Hadoop : query data from a self-hosted hadoop cluster

Hadoop is an affordable, reliable and scalable platform for big data storage and analysis – it runs on commodity hardware and it is open source. Technically speaking, the Hadoop platform is the answer to the unevitable question we face one day or another as we live in a data age – which is : how do we process tons of data efficiently ? It is not just about storage, but also, and even more, about implementing data processing models that can provide insights to decision makers in a competitive world – where everything has to be fast and resilient.

alt text Kanmeugne’s Blog – Hadoop : query data from a self-hosted hadoop cluster

There are many important concepts to know in order to understand the hadoop framework – in this tutorial we will focus on 3 of them :

Map/Reduce model : a programming model for data processing, inherently parallel, thus putting very large-scale data analysis into the hands of anyone with enough machines at their disposal. Map/Reduce program can be written in several popular languages – Java, Python, Ruby etc. – or wrapped using distributed tools, like Apache Hive, built on top of the hadoop platform.
HDFS : Hadoop comes with a distributed filesystem called HDFS, which stands for Hadoop Distributed Filesystem. HDFS is a filesystem designed for storing very large files with streaming data access patterns, running on clusters of commodity hardware
Apache YARN (Yet Another Resource Negotiator) is Hadoop’s cluster resource management system. YARN provides APIs for requesting and working with cluster resources, but these APIs are not typically used directly by user code. Instead, users write to higher-level APIs provided by distributed computing frameworks, which themselves are built on YARN and hide the resource management details from the user

To learn more about hadoop platform, the interested reader could have a look at this excellent book, published by Oreilly.

How To

Now let’s jump to the hands on tutorial. I will mostly focus on high level operations – data i/o and analysis – for the interested users could easily find more specific tutorials on low-level operations. Here, we will rapidly set up a custom cluster using docker compose, add some data in the corresponding HDFS filesystem, and process the data using Hive.

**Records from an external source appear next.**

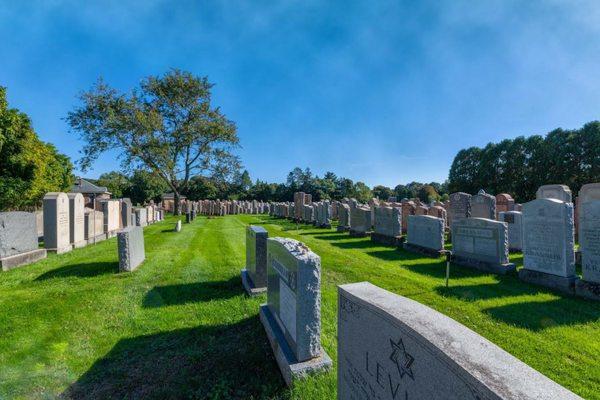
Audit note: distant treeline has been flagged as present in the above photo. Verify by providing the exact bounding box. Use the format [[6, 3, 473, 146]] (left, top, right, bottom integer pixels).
[[448, 121, 600, 202]]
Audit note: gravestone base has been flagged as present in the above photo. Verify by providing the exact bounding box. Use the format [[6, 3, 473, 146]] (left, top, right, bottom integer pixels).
[[519, 268, 577, 294], [73, 239, 87, 249], [0, 249, 47, 271], [259, 304, 333, 386], [452, 255, 517, 275], [371, 232, 404, 247], [46, 244, 73, 254], [348, 228, 369, 237], [241, 268, 267, 296], [87, 233, 106, 245], [575, 279, 600, 301], [402, 242, 449, 258]]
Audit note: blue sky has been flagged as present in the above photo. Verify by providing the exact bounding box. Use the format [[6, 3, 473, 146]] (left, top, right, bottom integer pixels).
[[0, 0, 600, 186]]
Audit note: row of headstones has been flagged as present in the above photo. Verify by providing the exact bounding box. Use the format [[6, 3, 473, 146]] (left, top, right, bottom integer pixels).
[[0, 192, 163, 271], [241, 226, 579, 400], [191, 200, 269, 216], [284, 188, 600, 300]]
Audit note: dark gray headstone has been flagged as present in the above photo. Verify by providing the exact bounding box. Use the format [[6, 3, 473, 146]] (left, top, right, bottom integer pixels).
[[260, 238, 331, 384], [337, 282, 580, 400], [452, 218, 515, 274], [117, 226, 146, 271], [242, 225, 269, 296]]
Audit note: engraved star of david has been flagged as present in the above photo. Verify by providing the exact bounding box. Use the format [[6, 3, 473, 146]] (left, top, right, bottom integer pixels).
[[390, 339, 415, 381]]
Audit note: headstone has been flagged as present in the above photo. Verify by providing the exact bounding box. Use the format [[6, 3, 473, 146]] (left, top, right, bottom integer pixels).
[[0, 211, 46, 271], [83, 208, 106, 244], [260, 238, 332, 385], [471, 190, 496, 219], [350, 206, 371, 237], [496, 193, 515, 216], [446, 192, 471, 226], [337, 282, 581, 400], [43, 192, 72, 254], [498, 211, 523, 251], [337, 203, 350, 232], [519, 198, 576, 294], [120, 198, 135, 228], [242, 225, 269, 296], [371, 206, 402, 246], [117, 226, 146, 272], [67, 193, 87, 248], [535, 185, 573, 203], [452, 218, 515, 274], [135, 207, 148, 228], [404, 215, 446, 257], [100, 200, 121, 238], [576, 188, 600, 300]]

Set the self-hosted cluster

The full code for this tutorial is available from github, you just have to pull and run :

Clone and deploy the Hadoop Docker setup:
1 2 3 $ git clone https://github.com/kanmeugne/modern-data-architectures.git $ cd modern-data-architectures/handzon-hadoop-hive $ docker-compose up -d
This launches namenodes, datanodes, and supporting services in containers. It also creates a hive server, to create and query data in a hdfs-compatible database.
Check running containers:
1 $ docker ps
All Hadoop containers (namenode, datanode(s), etc.) should be listed.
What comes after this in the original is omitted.